FRANKFORT, Ky. – Calling it a landmark court decision, environmentalists say a judge's ruling in Frankfort that will remove one source of pollution from the Ohio River shows a much bigger "victory for clean water and public health."

At the heart of the legal battle is a permit that had allowed Louisville Gas and Electric (LG&E) to put scrubber wastewater from its coal-fired power plant in Trimble County into the Ohio River.

Wallace McMullen, the energy chair of the Sierra Club’s Cumberland Chapter, said that allowed mercury, arsenic and other pollutants to be dumped into the river.
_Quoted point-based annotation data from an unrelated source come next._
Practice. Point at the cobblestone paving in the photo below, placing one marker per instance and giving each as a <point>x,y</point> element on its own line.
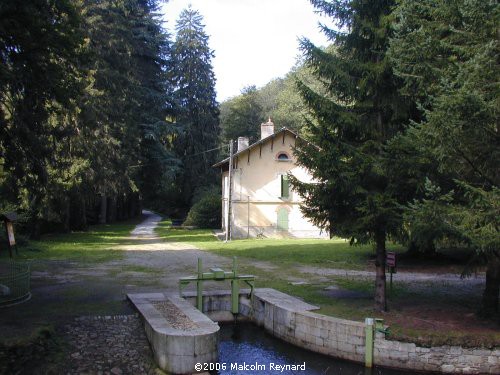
<point>108,345</point>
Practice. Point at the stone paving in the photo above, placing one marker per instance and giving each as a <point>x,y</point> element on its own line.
<point>107,345</point>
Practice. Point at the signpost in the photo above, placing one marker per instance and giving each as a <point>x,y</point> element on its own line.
<point>8,220</point>
<point>390,261</point>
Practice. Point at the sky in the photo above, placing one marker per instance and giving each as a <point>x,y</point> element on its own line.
<point>254,41</point>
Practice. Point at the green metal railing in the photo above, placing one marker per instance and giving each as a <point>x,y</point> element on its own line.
<point>14,282</point>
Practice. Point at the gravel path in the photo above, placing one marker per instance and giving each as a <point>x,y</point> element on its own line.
<point>116,344</point>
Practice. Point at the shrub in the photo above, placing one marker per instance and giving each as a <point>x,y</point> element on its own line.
<point>206,213</point>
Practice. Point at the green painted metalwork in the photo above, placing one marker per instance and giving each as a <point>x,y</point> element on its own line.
<point>369,338</point>
<point>15,279</point>
<point>218,274</point>
<point>371,327</point>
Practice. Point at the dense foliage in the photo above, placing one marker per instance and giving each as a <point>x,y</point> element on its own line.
<point>279,100</point>
<point>197,111</point>
<point>96,110</point>
<point>447,54</point>
<point>358,196</point>
<point>206,212</point>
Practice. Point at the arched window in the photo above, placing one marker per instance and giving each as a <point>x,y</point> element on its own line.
<point>282,156</point>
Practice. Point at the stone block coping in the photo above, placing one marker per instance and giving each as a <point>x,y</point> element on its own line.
<point>180,335</point>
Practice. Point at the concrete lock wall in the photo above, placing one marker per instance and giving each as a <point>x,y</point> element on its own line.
<point>293,321</point>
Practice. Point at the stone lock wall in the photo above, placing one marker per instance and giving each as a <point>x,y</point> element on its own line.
<point>293,321</point>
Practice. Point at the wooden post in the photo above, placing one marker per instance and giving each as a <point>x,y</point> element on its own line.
<point>230,194</point>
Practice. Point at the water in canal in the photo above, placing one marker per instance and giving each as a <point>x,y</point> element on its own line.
<point>250,345</point>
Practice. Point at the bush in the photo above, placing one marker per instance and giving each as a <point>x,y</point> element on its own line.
<point>206,213</point>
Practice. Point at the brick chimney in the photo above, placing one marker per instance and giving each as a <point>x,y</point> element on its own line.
<point>243,143</point>
<point>266,129</point>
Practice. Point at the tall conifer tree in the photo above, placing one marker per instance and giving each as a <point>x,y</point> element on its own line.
<point>357,197</point>
<point>197,108</point>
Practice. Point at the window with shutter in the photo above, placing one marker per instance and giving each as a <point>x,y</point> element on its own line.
<point>282,219</point>
<point>285,186</point>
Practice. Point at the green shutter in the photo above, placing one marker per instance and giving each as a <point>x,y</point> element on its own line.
<point>282,219</point>
<point>285,186</point>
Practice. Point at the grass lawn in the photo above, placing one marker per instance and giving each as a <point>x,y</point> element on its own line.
<point>335,253</point>
<point>427,315</point>
<point>98,244</point>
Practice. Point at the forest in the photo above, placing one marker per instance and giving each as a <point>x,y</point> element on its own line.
<point>103,112</point>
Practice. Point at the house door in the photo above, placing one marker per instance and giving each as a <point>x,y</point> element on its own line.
<point>282,219</point>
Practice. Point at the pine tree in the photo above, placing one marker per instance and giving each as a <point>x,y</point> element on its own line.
<point>355,117</point>
<point>241,116</point>
<point>40,83</point>
<point>447,54</point>
<point>197,109</point>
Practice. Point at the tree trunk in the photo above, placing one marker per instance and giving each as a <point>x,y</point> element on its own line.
<point>66,214</point>
<point>489,304</point>
<point>380,298</point>
<point>103,209</point>
<point>78,212</point>
<point>111,214</point>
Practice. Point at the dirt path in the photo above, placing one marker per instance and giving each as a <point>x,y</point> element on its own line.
<point>168,261</point>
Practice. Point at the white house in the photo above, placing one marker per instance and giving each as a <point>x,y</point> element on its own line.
<point>262,202</point>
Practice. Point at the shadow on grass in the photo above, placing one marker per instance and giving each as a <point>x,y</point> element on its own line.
<point>98,244</point>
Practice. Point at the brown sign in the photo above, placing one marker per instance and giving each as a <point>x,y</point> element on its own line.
<point>10,233</point>
<point>390,259</point>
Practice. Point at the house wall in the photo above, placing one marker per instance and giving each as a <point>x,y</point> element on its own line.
<point>257,190</point>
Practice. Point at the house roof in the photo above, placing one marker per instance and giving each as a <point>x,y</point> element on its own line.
<point>263,140</point>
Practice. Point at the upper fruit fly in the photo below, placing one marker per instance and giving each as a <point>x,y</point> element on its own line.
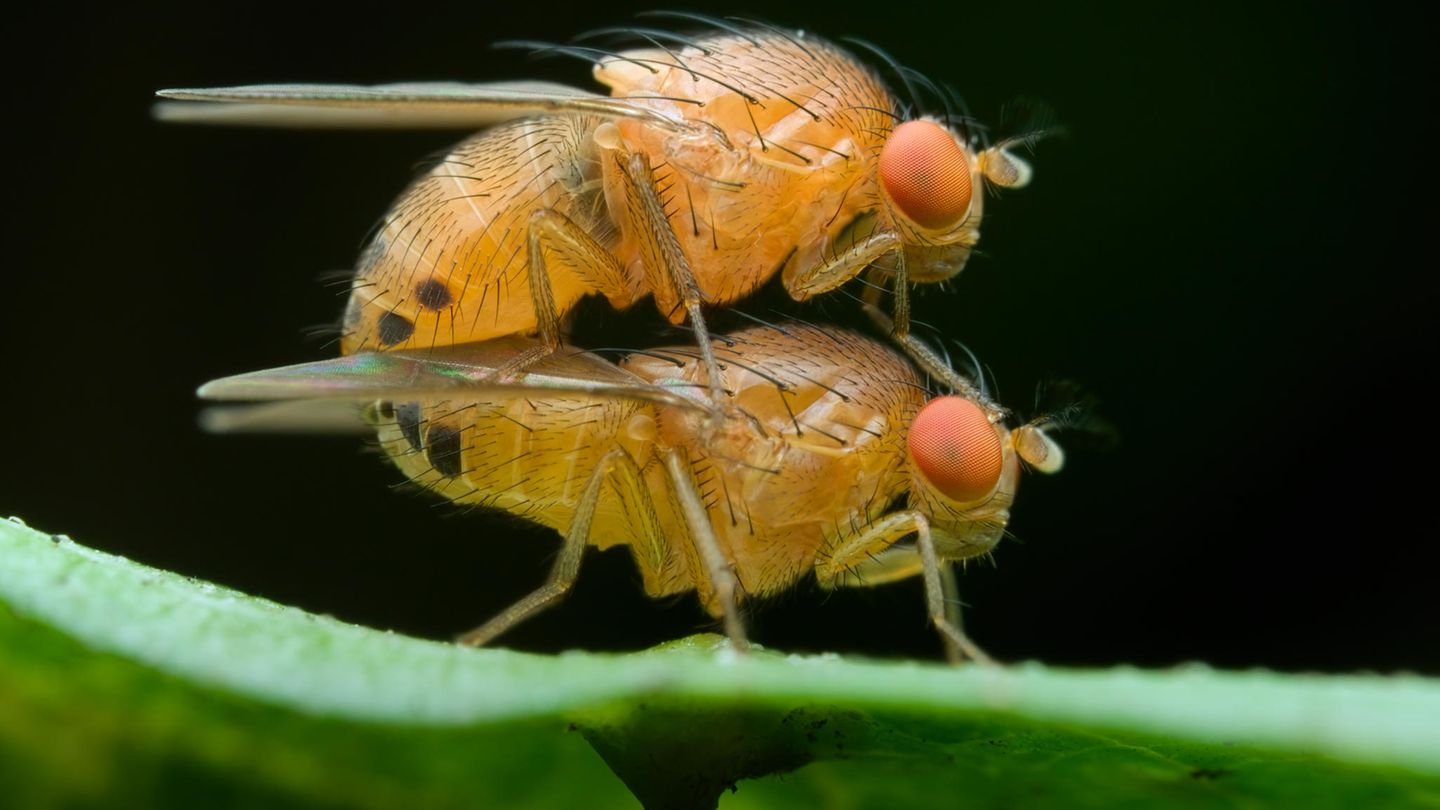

"We thought it was fairly appalling the Division of Water gave them a permit to run this effluent right into the river with essentially no treatment," he explained.

Franklin Circuit Judge Phillip Shepherd this week sided with the Sierra Club, Kentucky Waterways Alliance and other conservation groups when he sent the permit back to the Kentucky Division of Water, the agency that granted the utility the Clean Water Act permit in 2010.

"As far as I know,” Mullen said, (this is) “absolutely the first time in Kentucky that the Division of Water has issued a crappy permit and a judge has said, 'No, this is absolutely no good, it's remanded, go back and do it over'.""

The decision comes as the U.S. Environmental Protection Agency prepares a final standard protecting waterways against pollution from coal plants.

According to the EPA, coal plants are the number one source of toxic water pollution in the United States.